Spotlight on Student Lending, Part 2: Lessons Learned from CFPB ReportsAndrew R. Louis, Sasha Leonhardt, Aaron C. Mahler, Jeffrey P. Naimon
In 2012 and 2013, the Consumer Financial Protection Bureau released several major reports and held field hearings focused on private student lending and servicing. In addition to recent CFPB activity, on June 25, 2013, the Senate Banking Committee held a hearing regarding private student loans at which, among other witnesses, the CFPB’s Student Loan Ombudsman Rohit Chopra testified.
The largest CFPB report, and the one most sweeping in scope, was the Bureau’s study of the private student loan market and characteristics of private student loans that was mandated by Dodd-Frank and issued in July 2012 (Private Student Loans Report).
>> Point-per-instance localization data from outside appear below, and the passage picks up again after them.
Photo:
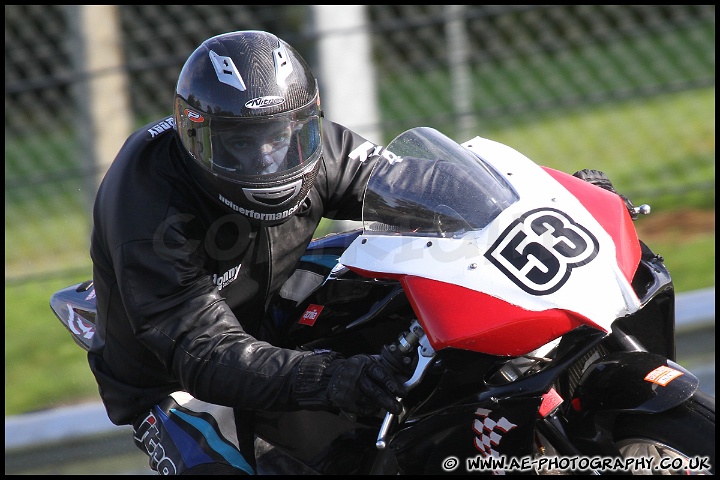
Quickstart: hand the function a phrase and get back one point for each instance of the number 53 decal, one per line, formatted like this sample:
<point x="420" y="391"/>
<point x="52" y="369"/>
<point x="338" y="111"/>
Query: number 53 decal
<point x="539" y="250"/>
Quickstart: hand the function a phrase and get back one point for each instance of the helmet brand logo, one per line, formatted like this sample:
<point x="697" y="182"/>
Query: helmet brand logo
<point x="194" y="116"/>
<point x="226" y="71"/>
<point x="264" y="102"/>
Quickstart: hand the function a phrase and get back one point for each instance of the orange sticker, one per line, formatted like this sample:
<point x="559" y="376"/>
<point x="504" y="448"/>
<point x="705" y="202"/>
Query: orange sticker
<point x="663" y="375"/>
<point x="310" y="315"/>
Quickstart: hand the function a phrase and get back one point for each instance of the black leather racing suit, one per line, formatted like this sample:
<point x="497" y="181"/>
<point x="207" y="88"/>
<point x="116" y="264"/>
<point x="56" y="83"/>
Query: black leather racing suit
<point x="182" y="281"/>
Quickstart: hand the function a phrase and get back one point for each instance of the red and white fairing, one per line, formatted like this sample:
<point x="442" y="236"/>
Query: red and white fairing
<point x="558" y="253"/>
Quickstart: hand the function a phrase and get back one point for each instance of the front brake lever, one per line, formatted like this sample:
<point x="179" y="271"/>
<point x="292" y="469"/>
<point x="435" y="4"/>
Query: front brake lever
<point x="425" y="355"/>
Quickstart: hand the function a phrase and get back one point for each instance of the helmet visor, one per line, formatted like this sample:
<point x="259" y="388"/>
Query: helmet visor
<point x="252" y="148"/>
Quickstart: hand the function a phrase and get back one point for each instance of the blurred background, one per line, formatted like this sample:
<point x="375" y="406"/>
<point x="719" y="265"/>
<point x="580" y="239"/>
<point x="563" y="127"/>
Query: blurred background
<point x="625" y="89"/>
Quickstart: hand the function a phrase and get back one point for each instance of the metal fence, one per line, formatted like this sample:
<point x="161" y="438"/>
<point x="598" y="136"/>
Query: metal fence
<point x="627" y="89"/>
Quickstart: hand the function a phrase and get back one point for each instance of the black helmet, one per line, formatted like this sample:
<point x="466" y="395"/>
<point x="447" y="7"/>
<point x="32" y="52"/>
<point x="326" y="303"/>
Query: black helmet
<point x="247" y="110"/>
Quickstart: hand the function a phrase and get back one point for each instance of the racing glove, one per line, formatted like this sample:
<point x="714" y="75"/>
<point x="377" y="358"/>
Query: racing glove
<point x="361" y="384"/>
<point x="598" y="178"/>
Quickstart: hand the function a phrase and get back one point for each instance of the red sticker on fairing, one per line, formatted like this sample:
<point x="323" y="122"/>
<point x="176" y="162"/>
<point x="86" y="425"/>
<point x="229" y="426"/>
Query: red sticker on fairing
<point x="310" y="315"/>
<point x="550" y="401"/>
<point x="663" y="375"/>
In addition, in October 2012, the Student Loan Ombudsman issued his Annual Report in which, among other things, he characterized the nature of the student loan complaints received through the CFPB’s student loan complaint portal up to that point (Annual Report of the Student Loan Ombudsman). Further, on May 8, 2013, the CFPB issued another report and held a field hearing focused on what it described as the “potential domino effect” of student loan debt on the broader economy and proposing several options to assist private student loan borrowers. Finally, testimony at the above-referenced Senate Banking Committee hearing focused largely on how to increase the low refinancing and modification activity in the private student loan (PSL) market.
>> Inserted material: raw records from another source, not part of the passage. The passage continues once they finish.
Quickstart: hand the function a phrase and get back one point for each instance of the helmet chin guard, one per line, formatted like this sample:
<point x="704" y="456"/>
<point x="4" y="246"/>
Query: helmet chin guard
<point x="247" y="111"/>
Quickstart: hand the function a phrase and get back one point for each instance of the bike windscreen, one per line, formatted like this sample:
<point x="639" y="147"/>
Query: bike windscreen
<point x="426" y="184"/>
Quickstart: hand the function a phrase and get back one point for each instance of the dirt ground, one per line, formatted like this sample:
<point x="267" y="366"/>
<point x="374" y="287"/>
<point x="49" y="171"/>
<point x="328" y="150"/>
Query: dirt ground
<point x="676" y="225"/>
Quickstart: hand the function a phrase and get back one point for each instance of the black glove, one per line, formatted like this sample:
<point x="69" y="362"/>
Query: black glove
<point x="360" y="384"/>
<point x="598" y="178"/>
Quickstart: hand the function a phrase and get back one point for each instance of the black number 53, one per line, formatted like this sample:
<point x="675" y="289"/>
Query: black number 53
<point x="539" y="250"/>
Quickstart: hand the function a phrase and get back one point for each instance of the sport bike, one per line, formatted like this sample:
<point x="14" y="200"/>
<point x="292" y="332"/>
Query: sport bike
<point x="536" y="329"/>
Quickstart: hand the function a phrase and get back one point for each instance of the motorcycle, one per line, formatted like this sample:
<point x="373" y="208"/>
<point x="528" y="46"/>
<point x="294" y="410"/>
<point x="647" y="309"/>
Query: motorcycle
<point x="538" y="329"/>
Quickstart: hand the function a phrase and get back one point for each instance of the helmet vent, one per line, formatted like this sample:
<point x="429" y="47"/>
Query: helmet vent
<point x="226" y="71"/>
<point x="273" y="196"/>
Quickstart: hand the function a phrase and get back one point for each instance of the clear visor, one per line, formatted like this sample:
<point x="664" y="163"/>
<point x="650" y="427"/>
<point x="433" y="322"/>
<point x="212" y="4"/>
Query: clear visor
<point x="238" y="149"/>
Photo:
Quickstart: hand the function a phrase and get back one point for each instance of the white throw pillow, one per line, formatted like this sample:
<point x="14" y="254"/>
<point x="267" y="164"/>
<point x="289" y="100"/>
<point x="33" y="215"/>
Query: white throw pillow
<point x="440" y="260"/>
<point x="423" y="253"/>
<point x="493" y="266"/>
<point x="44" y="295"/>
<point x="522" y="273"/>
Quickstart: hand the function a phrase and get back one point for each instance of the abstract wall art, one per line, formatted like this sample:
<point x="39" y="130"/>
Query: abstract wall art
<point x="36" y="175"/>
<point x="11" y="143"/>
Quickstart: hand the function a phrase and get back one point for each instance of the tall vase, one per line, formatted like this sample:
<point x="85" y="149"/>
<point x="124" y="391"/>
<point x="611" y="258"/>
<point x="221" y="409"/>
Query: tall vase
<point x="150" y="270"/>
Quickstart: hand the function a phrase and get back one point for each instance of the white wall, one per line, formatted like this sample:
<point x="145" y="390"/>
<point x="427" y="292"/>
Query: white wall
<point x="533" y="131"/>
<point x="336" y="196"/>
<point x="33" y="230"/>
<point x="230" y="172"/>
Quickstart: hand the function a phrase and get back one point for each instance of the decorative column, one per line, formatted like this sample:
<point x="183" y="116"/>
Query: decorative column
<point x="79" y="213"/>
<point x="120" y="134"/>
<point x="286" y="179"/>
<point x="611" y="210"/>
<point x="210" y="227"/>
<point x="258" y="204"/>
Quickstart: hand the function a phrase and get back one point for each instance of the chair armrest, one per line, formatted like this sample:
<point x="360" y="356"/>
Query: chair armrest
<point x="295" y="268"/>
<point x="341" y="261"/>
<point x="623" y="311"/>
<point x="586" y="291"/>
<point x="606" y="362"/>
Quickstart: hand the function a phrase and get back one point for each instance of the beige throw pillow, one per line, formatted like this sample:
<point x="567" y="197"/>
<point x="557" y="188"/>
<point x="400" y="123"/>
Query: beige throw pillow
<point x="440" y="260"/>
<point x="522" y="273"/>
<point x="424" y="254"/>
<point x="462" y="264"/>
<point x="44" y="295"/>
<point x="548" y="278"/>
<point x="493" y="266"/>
Taken together the Bureau’s reports, field hearings, and Congressional testimony put student lenders and servicers on notice that the Bureau will be looking closely at servicing issues, including loan modification and debt collection practices, as well as fair lending and likely fair servicing issues going forward, i.e., consistency in loan modifications and work outs.
With respect to the Private Student Loans Report, the report made clear that, in the fair lending space, the Bureau intends to scrutinize the use of cohort default rate (a statistic calculated by the Department of Education and used to determine which schools will be eligible to participate in federal student aid programs) as an eligibility metric. Likewise, the report recommends that lenders obtain school certification of the student’s education costs to prevent over borrowing.
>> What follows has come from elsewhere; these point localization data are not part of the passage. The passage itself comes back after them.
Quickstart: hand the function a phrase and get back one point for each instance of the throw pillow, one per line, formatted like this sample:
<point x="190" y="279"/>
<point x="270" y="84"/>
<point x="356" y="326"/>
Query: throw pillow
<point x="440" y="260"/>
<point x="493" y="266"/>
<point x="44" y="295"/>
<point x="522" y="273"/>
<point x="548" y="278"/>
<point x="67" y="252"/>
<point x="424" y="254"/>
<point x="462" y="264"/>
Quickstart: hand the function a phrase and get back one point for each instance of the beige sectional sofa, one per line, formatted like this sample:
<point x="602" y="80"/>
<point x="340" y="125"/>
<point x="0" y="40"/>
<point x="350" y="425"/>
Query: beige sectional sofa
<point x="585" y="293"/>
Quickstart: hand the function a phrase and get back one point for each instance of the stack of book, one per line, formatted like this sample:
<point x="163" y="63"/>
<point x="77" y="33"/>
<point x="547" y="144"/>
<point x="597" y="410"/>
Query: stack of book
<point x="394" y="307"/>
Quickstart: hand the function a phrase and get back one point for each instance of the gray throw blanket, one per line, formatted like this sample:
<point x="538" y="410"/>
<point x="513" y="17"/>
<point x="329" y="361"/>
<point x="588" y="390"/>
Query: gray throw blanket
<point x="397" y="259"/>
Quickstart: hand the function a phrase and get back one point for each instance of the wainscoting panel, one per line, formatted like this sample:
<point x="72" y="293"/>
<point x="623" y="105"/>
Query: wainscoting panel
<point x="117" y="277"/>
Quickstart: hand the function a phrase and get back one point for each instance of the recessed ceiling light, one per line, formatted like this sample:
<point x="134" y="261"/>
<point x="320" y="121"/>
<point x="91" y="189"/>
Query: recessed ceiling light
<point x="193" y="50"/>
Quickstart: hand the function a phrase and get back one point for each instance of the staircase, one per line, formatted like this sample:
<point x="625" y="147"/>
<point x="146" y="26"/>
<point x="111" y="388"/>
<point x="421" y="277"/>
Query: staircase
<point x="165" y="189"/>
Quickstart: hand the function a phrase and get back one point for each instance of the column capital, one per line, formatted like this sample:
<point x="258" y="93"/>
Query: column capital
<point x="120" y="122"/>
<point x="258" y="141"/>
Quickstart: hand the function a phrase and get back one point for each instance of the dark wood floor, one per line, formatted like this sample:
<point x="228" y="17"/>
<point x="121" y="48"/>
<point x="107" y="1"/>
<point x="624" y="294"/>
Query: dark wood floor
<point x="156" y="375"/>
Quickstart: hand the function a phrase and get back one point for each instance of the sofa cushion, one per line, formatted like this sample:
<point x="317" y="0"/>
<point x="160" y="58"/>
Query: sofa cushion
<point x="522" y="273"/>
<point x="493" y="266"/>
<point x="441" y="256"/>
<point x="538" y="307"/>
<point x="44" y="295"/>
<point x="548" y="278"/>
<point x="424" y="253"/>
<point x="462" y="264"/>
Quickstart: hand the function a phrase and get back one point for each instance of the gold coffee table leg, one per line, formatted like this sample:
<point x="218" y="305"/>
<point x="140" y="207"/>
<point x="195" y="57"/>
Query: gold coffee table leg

As for the Annual Report of the Student Loan Ombudsman, from the Bureau’s perspective, the report likely validates the agency’s growing concern over student loan servicing insofar as the three main areas of consumer complaints described in the report are all focused in that area: general servicing concerns, concerns about payment processing, and concerns about inability to obtain loan modifications. The report draws parallels between problems in student loan servicing and those in mortgage loan servicing. For example, the report describes consumer complaints focused on the misapplication of payments, untimely error resolution and consumer difficulty in contacting appropriate personnel (all areas that have been a focus in the mortgage servicing space). So evident were the similarities in the eyes of the CFPB that its student loan ombudsman, Rohit Chopra, urged the Treasury secretary, the CFPB and secretary of education to consider whether mortgage servicing program “fixes” can be applied in the student loan context.
To this end, the Bureau has been sharpening its focus on repayment options in the private student loan market, with signals pointing perhaps to possible new rules setting student loan servicing standards. However, in the meantime, the Bureau has taken some notable steps. First, on February 21, it issued a notice and request for information on policy options to “increase the availability of affordable payment plans for borrowers with existing private student loans. Over 30,000 comments have been received. In addition, on May 8, as mentioned earlier, the Bureau proposed several policy “solutions” to assist student loan borrowers, such as providing “refi relief” for borrowers who have made timely payments, providing a “road to recovery” for borrowers by allowing their loans to be restructured, and providing a “credit clean slate” for borrowers who satisfy the terms of a workout plan. Importantly, though, the Bureau conceded that there are still significant accounting and operational impediments to implementing these “solutions” that require further consideration.
In light of Bureau’s reports, field hearings and other public statements, we advise private student lenders to focus now on tightening internal controls with respect to fair and responsible lending issues as well as servicing and debt collection practices as those will areas of primary focus by the Bureau in examinations and otherwise going forward.